Селдом от всей души расхохотался.

— Нет, разумеется, во всяком случае, на благотворительные концерты… Ладно, выкиньте эти глупости из головы. Питерсен просто хотел посмеяться надо мной, сегодня он впервые был в хорошем настроении. Три человека, которые не заняли положенных им стульев, — это три инвалида в колясках. Питерсен был страшно горд проделанной работой. В списках, составленных его людьми, все сошлось тютелька в тютельку. Как он полагает, задача наконец-то чуть-чуть сузилась, и вместо пятисот тысяч человек, обитающих в Оксфордшире, в круг их внимания отныне должны попасть всего восемь сотен, посетивших концерт. И Питерсен уверен, что очень скоро сумеет сократить и это число.

— Трое в инвалидных колясках, — повторил я. Селдом с улыбкой кивнул.

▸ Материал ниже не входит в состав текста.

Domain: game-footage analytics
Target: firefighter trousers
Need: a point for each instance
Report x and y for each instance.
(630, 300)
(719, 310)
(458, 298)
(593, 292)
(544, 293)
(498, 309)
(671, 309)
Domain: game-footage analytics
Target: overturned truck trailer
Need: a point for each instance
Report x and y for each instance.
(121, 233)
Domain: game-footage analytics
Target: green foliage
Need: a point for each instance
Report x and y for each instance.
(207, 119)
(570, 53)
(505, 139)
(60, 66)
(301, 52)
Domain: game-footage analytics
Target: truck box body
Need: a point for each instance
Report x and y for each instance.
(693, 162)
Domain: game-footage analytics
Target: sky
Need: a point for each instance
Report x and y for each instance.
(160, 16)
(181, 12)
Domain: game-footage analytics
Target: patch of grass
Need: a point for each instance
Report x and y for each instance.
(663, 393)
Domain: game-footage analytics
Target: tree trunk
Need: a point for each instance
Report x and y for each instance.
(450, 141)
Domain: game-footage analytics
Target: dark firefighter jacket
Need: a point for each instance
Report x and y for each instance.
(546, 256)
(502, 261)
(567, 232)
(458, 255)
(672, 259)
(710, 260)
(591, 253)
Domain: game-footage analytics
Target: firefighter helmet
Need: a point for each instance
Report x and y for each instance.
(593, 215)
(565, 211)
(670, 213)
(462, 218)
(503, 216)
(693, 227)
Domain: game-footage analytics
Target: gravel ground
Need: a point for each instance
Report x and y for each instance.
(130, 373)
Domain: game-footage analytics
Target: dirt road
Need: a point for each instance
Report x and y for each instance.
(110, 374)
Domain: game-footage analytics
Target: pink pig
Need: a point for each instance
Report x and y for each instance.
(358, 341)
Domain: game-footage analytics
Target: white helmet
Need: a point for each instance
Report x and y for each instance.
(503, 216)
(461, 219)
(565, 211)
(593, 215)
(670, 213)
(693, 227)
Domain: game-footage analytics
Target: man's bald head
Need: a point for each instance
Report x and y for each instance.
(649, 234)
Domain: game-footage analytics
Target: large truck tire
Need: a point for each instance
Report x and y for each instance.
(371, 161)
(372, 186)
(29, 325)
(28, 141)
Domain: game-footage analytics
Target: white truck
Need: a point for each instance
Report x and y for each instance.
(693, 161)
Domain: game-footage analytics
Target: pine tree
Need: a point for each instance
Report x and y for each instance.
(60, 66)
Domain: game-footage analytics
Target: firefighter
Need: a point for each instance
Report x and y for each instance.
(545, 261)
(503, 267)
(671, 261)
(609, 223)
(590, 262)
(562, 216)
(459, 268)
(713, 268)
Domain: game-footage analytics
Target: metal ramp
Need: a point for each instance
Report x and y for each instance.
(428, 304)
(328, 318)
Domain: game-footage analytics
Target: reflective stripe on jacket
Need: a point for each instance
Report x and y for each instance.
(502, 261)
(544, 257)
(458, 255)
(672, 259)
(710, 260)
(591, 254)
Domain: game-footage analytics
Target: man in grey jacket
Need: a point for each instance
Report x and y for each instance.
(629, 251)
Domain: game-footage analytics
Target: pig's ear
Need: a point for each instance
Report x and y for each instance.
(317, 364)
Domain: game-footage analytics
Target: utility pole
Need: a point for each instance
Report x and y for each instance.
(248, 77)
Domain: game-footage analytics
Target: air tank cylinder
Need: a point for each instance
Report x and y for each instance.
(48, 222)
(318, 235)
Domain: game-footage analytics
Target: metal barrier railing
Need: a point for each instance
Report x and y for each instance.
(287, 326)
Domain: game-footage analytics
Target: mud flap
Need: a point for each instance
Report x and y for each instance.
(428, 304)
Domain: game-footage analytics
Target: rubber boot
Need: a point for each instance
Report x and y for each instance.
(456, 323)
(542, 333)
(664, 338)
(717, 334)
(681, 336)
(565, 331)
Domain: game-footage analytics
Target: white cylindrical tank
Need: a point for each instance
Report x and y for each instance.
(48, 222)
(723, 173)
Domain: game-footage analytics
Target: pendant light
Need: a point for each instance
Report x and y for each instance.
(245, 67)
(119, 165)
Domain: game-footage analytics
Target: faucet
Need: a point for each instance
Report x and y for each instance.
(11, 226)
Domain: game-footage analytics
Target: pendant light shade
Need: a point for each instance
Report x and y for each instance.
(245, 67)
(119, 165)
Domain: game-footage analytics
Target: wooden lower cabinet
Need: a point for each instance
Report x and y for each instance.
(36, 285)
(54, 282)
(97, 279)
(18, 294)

— Да. Разумеется, он отсеет этих троих, а также группу детей-даунов из специальной школы, и еще несколько очень пожилых женщин, которые скорее годились бы на роль потенциальных жертв…

— А вы полагаете, что главное в его, так сказать, сортировке — это возраст?

— Ах да! У вас же есть своя идея на сей счет… Люди, в той или иной степени переступившие порог отведенного им срока, то есть живущие сверх отпущенного им времени… Да, тогда возраст не должен служить критерием отбора.